Das war vor zwei Jahren. Heute sitzt er auf der Terrasse eines Cafés in Bozen und spricht offen über seine Vergangenheit. „Wenn ich mich nicht abreagieren konnte, indem ich etwas kaputt geschlagen habe, hat es meine Freundin abgekriegt“, erzählt Hannes. Erst als wieder einmal ein Streit eskalierte, auf der Autobahn bei 130 Stundenkilometern, mit dem Sohn seiner Freundin aus einer früheren Beziehung und seiner kleinen Tochter auf dem Rücksitz, wird dem Familienvater klar, dass es so nicht mehr weitergehen kann. „Ich habe sie überredet, gemeinsam zur Psychologin zu gehen“, sagt er.
Seine Vergangenheit sieht man dem 33-Jährigen nicht an. Der Bozner ist modisch gekleidet, wirkt nett und ist höflich. Hannes ist einer von 7% jener gewalttätigen Männer, die vom Psychologen zum Anti-Gewalt-Training geschickt werden. 30% nehmen spontan daran teil, 63% werden vom Gericht geschickt, um Partnerin und Kinder zu schützen.

„Die Folgen von aggressivem Verhalten innerhalb der Familie sind schwerwiegend“, so Artur Obexer. Gemeinsam mit Sonja Fischnaller leitet der Psychologe und Psychotherapeut das Training der Caritas Männerberatung, in dem Männer lernen, in Konfliktsituationen nicht mehr mit Gewalt zu reagieren. Sie lernen die Folgen und die Zusammenhänge wahrzunehmen. Zuerst aber müssen die Männer überhaupt erkennen, aggressives Potential zu haben.
„Ich habe mich vorher nie als aggressiv empfunden“, sagt Hannes, obwohl er bereits in der Volksschule auffällig war. Laut Obexer ist die Geschichte von Hannes kein Einzelfall. Mit Gewalt erreichen Männer Macht und Kontrolle.

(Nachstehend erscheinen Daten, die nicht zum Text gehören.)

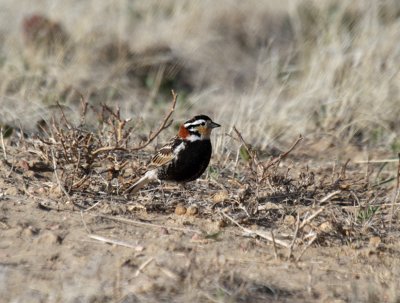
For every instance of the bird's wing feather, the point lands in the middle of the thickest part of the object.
(165, 154)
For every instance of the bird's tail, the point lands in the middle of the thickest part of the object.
(151, 175)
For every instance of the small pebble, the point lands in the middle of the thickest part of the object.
(180, 210)
(192, 210)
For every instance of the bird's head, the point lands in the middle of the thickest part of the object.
(197, 128)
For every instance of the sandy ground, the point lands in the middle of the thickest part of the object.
(52, 251)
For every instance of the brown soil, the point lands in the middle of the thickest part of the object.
(172, 244)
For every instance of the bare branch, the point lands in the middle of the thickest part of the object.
(165, 124)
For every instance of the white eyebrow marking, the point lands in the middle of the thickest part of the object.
(195, 123)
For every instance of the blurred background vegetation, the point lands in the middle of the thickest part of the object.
(327, 69)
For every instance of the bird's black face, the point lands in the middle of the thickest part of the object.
(199, 128)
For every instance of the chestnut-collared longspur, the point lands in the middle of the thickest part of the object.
(185, 157)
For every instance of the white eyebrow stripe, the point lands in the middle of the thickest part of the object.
(195, 123)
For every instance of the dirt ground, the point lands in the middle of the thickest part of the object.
(146, 248)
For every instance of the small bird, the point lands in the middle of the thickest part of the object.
(185, 157)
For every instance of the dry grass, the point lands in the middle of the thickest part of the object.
(83, 83)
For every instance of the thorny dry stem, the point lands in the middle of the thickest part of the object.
(82, 153)
(396, 193)
(165, 124)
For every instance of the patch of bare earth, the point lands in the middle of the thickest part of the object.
(253, 229)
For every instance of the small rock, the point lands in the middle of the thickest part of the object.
(48, 238)
(220, 196)
(221, 224)
(180, 210)
(11, 191)
(289, 220)
(326, 227)
(29, 174)
(192, 210)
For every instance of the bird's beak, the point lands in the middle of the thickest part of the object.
(214, 125)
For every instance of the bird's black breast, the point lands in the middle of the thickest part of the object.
(190, 164)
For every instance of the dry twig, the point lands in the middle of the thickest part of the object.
(165, 124)
(116, 242)
(135, 222)
(396, 193)
(259, 233)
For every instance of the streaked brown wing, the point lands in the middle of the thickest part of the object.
(163, 156)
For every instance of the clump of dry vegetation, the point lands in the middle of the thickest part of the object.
(307, 159)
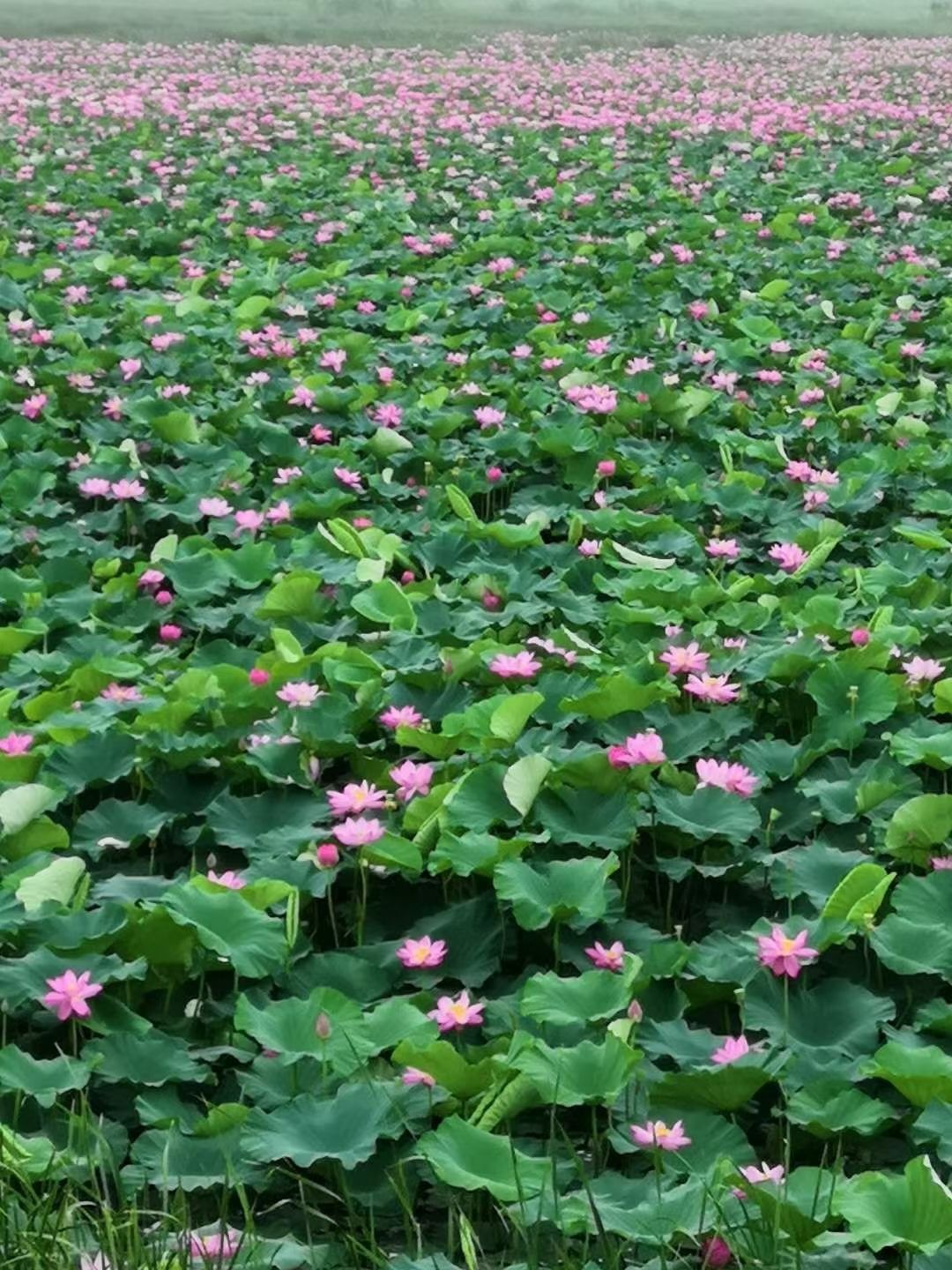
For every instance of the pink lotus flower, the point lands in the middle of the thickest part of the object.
(733, 778)
(733, 1050)
(922, 669)
(787, 556)
(127, 490)
(121, 692)
(785, 955)
(453, 1015)
(328, 855)
(607, 958)
(414, 1076)
(682, 661)
(764, 1174)
(711, 687)
(215, 507)
(657, 1133)
(643, 747)
(412, 779)
(522, 666)
(401, 716)
(213, 1249)
(230, 879)
(487, 417)
(249, 521)
(724, 549)
(69, 993)
(355, 798)
(358, 832)
(33, 407)
(799, 470)
(421, 954)
(297, 693)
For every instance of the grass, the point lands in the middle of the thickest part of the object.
(432, 22)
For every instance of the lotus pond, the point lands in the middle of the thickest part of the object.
(473, 703)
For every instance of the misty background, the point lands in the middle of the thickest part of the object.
(435, 20)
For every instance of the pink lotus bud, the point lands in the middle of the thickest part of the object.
(328, 855)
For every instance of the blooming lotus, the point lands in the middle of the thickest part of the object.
(732, 1050)
(412, 779)
(764, 1174)
(922, 669)
(357, 832)
(711, 687)
(297, 693)
(69, 995)
(522, 666)
(127, 490)
(121, 692)
(657, 1133)
(607, 958)
(421, 954)
(401, 716)
(683, 661)
(355, 798)
(453, 1015)
(785, 955)
(787, 556)
(733, 778)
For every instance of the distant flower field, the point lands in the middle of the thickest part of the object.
(475, 655)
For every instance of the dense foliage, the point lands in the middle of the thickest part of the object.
(475, 598)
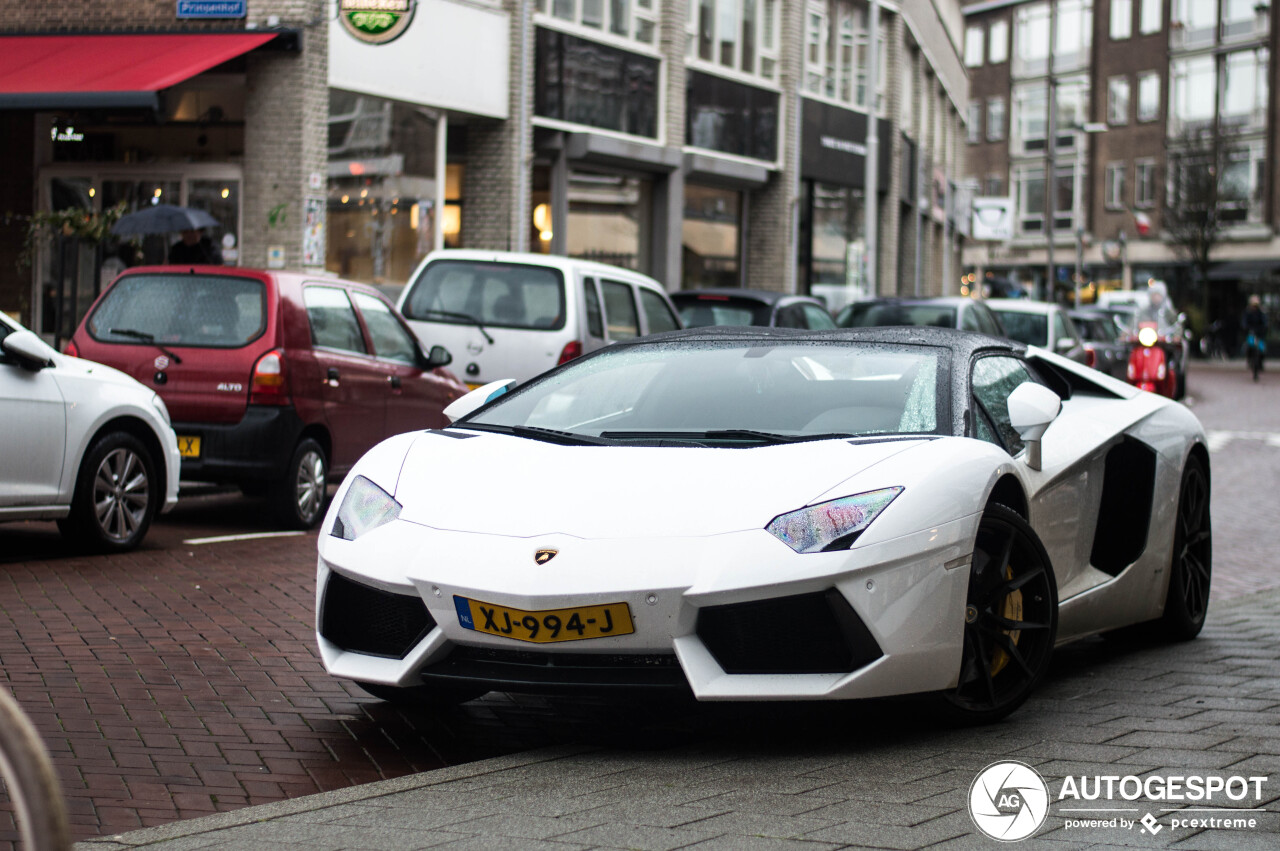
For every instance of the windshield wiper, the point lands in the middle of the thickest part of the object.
(722, 434)
(536, 433)
(453, 314)
(145, 338)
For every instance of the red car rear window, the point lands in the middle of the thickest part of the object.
(205, 311)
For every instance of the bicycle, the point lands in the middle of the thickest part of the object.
(28, 782)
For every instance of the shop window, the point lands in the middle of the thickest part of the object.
(711, 232)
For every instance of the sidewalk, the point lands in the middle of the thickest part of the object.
(831, 777)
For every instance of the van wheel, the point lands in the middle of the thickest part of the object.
(300, 498)
(114, 498)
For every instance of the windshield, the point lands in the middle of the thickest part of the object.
(205, 311)
(493, 293)
(869, 315)
(1024, 328)
(721, 310)
(732, 393)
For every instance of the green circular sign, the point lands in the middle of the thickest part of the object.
(375, 22)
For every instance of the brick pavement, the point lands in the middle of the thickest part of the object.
(181, 681)
(809, 778)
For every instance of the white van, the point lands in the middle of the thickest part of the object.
(510, 315)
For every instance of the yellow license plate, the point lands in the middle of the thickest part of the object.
(547, 626)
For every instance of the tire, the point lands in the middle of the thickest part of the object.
(115, 498)
(1192, 570)
(424, 696)
(1011, 584)
(28, 783)
(300, 497)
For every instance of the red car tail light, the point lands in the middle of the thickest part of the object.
(574, 348)
(268, 384)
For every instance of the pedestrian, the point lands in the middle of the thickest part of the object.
(1255, 325)
(195, 248)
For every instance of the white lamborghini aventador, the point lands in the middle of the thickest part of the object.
(769, 515)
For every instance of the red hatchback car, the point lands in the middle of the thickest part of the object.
(274, 380)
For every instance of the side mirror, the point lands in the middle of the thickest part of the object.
(30, 351)
(438, 357)
(1032, 407)
(478, 398)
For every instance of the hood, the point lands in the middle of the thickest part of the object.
(504, 485)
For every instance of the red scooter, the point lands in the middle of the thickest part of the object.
(1151, 364)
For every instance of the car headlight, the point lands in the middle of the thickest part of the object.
(832, 525)
(364, 508)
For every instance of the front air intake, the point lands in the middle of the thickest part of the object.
(804, 634)
(361, 618)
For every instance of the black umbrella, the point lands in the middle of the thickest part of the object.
(163, 218)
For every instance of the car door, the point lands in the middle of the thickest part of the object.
(1059, 498)
(353, 389)
(415, 397)
(33, 440)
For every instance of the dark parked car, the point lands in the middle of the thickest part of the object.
(275, 380)
(1105, 351)
(958, 311)
(702, 307)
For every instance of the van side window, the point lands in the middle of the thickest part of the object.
(657, 314)
(620, 311)
(594, 318)
(333, 321)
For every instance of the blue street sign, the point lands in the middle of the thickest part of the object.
(213, 8)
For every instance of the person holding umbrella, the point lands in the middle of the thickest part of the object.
(195, 248)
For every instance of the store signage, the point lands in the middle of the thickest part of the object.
(375, 22)
(213, 8)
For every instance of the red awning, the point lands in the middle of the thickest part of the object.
(72, 72)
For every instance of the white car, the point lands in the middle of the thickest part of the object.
(82, 444)
(787, 516)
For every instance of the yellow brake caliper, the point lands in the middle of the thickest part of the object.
(1011, 609)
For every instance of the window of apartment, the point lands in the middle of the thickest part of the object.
(1192, 83)
(995, 119)
(1148, 96)
(1031, 40)
(1029, 118)
(632, 19)
(973, 39)
(997, 42)
(1194, 22)
(1244, 88)
(740, 35)
(1121, 19)
(1151, 15)
(1074, 35)
(1118, 100)
(1115, 184)
(1144, 183)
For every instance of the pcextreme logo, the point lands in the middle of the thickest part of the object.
(1010, 801)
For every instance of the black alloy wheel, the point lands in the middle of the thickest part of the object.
(1191, 572)
(1010, 621)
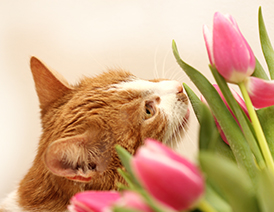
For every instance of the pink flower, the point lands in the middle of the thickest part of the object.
(261, 92)
(132, 200)
(228, 50)
(168, 177)
(93, 201)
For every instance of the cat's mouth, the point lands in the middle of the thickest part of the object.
(178, 133)
(80, 178)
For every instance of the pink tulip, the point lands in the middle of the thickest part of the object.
(261, 92)
(240, 102)
(168, 177)
(93, 201)
(228, 50)
(134, 201)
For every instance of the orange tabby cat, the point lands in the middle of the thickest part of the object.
(81, 126)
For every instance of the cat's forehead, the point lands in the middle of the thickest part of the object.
(160, 87)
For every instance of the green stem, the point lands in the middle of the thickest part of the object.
(258, 129)
(205, 206)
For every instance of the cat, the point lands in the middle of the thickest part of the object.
(82, 124)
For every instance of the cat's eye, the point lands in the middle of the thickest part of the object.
(149, 111)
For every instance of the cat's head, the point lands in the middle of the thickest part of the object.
(83, 123)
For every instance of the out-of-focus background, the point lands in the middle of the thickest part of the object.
(86, 37)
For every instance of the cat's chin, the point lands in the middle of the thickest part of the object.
(80, 179)
(179, 132)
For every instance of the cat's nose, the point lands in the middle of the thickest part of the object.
(180, 88)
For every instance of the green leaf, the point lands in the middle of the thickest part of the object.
(245, 124)
(228, 124)
(265, 116)
(234, 182)
(266, 190)
(266, 45)
(208, 130)
(195, 102)
(220, 146)
(223, 149)
(216, 201)
(259, 72)
(126, 157)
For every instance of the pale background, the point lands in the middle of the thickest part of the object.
(84, 37)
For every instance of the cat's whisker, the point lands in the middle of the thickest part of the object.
(164, 63)
(155, 71)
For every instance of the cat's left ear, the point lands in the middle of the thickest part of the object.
(81, 158)
(50, 85)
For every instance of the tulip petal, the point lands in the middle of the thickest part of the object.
(92, 201)
(209, 43)
(172, 183)
(132, 200)
(160, 149)
(261, 92)
(232, 55)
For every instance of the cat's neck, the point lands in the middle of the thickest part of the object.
(41, 190)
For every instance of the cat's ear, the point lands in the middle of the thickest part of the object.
(50, 85)
(80, 158)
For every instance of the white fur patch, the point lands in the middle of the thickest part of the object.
(159, 88)
(174, 110)
(10, 204)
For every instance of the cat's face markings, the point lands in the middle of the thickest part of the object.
(164, 98)
(83, 123)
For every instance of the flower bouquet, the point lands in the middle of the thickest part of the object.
(236, 169)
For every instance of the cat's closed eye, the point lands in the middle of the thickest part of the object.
(150, 111)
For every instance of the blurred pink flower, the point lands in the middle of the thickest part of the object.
(168, 177)
(93, 201)
(228, 50)
(132, 200)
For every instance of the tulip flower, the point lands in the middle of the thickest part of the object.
(93, 201)
(261, 92)
(168, 177)
(134, 201)
(228, 50)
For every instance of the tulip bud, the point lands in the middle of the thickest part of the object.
(168, 177)
(260, 92)
(228, 50)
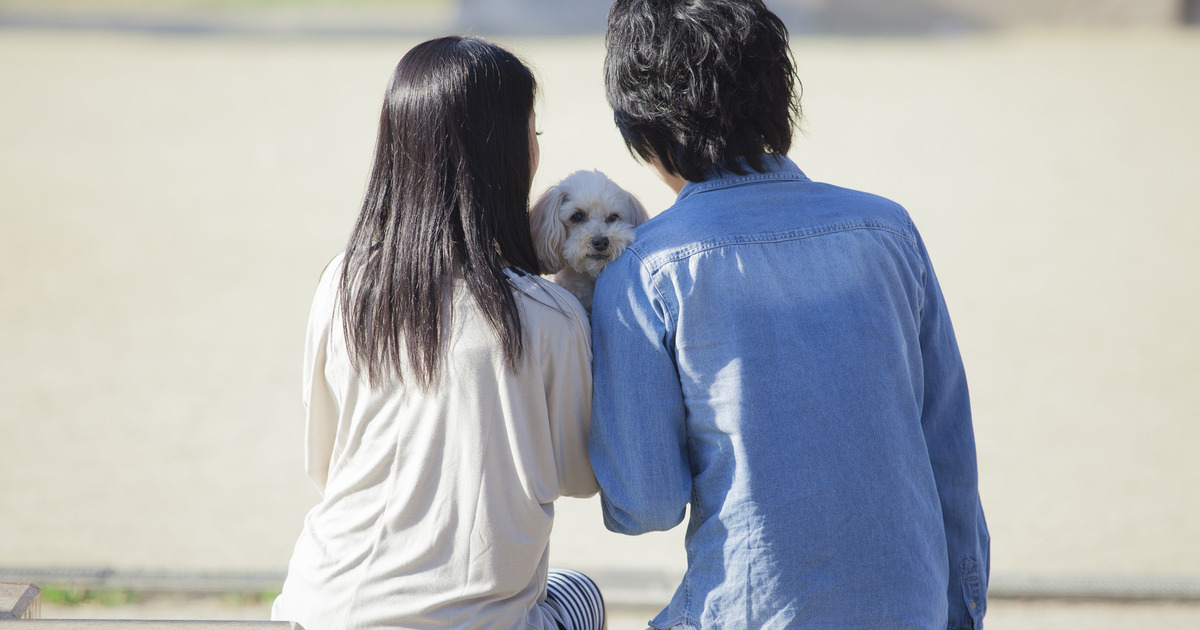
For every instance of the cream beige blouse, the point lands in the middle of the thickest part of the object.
(437, 507)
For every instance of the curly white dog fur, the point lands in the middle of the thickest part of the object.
(581, 225)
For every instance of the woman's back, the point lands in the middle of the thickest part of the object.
(437, 504)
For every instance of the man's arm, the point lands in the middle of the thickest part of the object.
(946, 421)
(639, 442)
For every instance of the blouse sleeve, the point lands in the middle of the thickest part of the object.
(568, 385)
(321, 406)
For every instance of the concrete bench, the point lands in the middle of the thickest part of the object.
(21, 607)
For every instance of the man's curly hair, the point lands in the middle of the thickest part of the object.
(701, 83)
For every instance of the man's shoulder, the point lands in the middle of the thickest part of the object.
(756, 213)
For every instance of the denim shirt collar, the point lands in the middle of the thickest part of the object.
(775, 167)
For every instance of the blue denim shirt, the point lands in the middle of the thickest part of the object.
(775, 353)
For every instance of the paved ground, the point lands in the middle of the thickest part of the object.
(167, 203)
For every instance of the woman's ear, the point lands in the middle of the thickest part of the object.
(637, 214)
(549, 232)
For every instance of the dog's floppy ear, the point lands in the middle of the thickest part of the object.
(637, 214)
(549, 232)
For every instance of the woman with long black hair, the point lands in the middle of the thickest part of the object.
(448, 387)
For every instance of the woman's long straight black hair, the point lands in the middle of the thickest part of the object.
(448, 198)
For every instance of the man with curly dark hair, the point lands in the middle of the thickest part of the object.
(777, 354)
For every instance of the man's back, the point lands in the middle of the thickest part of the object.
(775, 353)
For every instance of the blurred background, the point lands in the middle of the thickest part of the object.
(174, 174)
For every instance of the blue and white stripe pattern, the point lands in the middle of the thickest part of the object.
(575, 600)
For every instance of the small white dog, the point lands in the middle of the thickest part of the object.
(581, 225)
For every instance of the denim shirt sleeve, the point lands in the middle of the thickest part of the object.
(639, 435)
(946, 421)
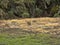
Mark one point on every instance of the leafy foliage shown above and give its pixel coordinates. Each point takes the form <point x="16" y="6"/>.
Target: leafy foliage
<point x="33" y="8"/>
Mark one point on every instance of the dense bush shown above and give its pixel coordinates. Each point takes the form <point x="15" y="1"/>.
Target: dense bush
<point x="29" y="8"/>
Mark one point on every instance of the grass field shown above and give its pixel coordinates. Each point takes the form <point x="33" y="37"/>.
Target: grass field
<point x="25" y="38"/>
<point x="41" y="32"/>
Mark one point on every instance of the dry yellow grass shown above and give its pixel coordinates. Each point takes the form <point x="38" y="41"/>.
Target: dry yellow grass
<point x="34" y="24"/>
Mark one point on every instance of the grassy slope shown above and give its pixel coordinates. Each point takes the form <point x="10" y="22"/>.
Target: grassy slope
<point x="19" y="36"/>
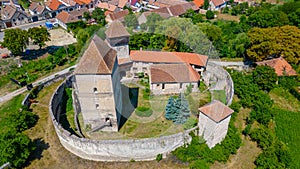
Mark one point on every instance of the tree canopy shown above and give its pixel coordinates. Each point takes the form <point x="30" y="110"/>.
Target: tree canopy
<point x="278" y="41"/>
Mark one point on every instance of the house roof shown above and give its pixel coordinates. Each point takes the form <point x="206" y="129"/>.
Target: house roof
<point x="122" y="3"/>
<point x="53" y="4"/>
<point x="8" y="11"/>
<point x="168" y="57"/>
<point x="216" y="110"/>
<point x="280" y="65"/>
<point x="98" y="58"/>
<point x="218" y="2"/>
<point x="72" y="16"/>
<point x="199" y="3"/>
<point x="105" y="5"/>
<point x="169" y="73"/>
<point x="116" y="29"/>
<point x="118" y="15"/>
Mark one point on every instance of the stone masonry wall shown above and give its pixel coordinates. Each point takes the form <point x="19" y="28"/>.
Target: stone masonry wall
<point x="113" y="150"/>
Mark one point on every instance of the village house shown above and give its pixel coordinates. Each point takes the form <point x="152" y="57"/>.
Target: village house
<point x="280" y="65"/>
<point x="216" y="5"/>
<point x="38" y="11"/>
<point x="63" y="18"/>
<point x="12" y="15"/>
<point x="214" y="119"/>
<point x="98" y="88"/>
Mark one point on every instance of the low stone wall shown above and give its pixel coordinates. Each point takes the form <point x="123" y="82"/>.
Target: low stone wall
<point x="113" y="150"/>
<point x="217" y="78"/>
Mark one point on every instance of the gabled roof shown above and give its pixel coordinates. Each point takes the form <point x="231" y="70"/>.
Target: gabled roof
<point x="72" y="16"/>
<point x="280" y="65"/>
<point x="168" y="57"/>
<point x="98" y="58"/>
<point x="53" y="4"/>
<point x="199" y="3"/>
<point x="118" y="15"/>
<point x="218" y="2"/>
<point x="105" y="5"/>
<point x="216" y="110"/>
<point x="116" y="29"/>
<point x="173" y="73"/>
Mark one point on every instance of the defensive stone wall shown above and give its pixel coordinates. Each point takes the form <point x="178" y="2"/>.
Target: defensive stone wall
<point x="217" y="78"/>
<point x="113" y="150"/>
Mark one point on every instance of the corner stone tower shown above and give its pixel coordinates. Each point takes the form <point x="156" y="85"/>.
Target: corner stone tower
<point x="97" y="85"/>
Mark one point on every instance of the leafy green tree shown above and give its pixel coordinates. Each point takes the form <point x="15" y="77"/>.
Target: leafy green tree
<point x="278" y="41"/>
<point x="265" y="77"/>
<point x="87" y="16"/>
<point x="15" y="148"/>
<point x="210" y="14"/>
<point x="131" y="20"/>
<point x="98" y="15"/>
<point x="39" y="35"/>
<point x="206" y="4"/>
<point x="15" y="40"/>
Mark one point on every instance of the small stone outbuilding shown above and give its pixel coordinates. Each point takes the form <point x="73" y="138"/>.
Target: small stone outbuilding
<point x="213" y="123"/>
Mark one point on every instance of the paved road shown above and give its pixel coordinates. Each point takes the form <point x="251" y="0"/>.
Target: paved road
<point x="24" y="27"/>
<point x="24" y="89"/>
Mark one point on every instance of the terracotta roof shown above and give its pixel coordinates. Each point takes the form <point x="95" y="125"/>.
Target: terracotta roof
<point x="168" y="57"/>
<point x="104" y="5"/>
<point x="98" y="58"/>
<point x="116" y="29"/>
<point x="218" y="2"/>
<point x="216" y="110"/>
<point x="53" y="4"/>
<point x="199" y="3"/>
<point x="122" y="3"/>
<point x="170" y="73"/>
<point x="281" y="66"/>
<point x="118" y="15"/>
<point x="86" y="1"/>
<point x="72" y="16"/>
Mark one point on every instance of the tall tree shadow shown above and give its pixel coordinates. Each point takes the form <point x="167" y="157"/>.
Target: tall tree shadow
<point x="40" y="145"/>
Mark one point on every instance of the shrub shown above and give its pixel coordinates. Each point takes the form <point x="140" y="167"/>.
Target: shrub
<point x="143" y="111"/>
<point x="159" y="157"/>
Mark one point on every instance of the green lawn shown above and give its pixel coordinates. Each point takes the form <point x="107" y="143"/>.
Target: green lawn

Oft sind sie sich nicht bewusst darüber, wie sehr sie ihre Partnerin verletzen, weiß der Psychologe.

Vor den Augen seiner Tochter

Auch der 41-jährige Stefan* hat im letzten Jahr mit insgesamt 30 Männern am Anti-Gewalt-Training teilgenommen. Auch er schlug seine Frau und auch er beschreibt den Druck, den er damals verspürte. Der sich so lange aufbaut, bis er explodiert. „Ein großer Teil der Kontrolle ist weg, man will sich einfach nur abreagieren“, sagt der Bozner.

An einem Abend artete die Situation aus: Es ist spät, wieder einmal gibt es zwischen Stefan und seiner Ehefrau eine heftige Auseinandersetzung. Eigentlich wäre es jetzt an der Zeit, ihre kleine Tochter ins Bett zu bringen, aber daran denken die beiden nicht, sie sind zu sehr damit beschäftigt, zu streiten. „Ich bin ausgerastet, es ist zu Handgreiflichkeiten gekommen“, gibt der Mann heute zu. Er verletzt sich an seiner Hand, als er sich mit den Fäusten an der Tür abreagiert. Seine Tochter sieht die ganze Zeit zu. „In dem Moment realisiert man, was man gemacht hat und hat Angst vor sich selber“, erklärt er.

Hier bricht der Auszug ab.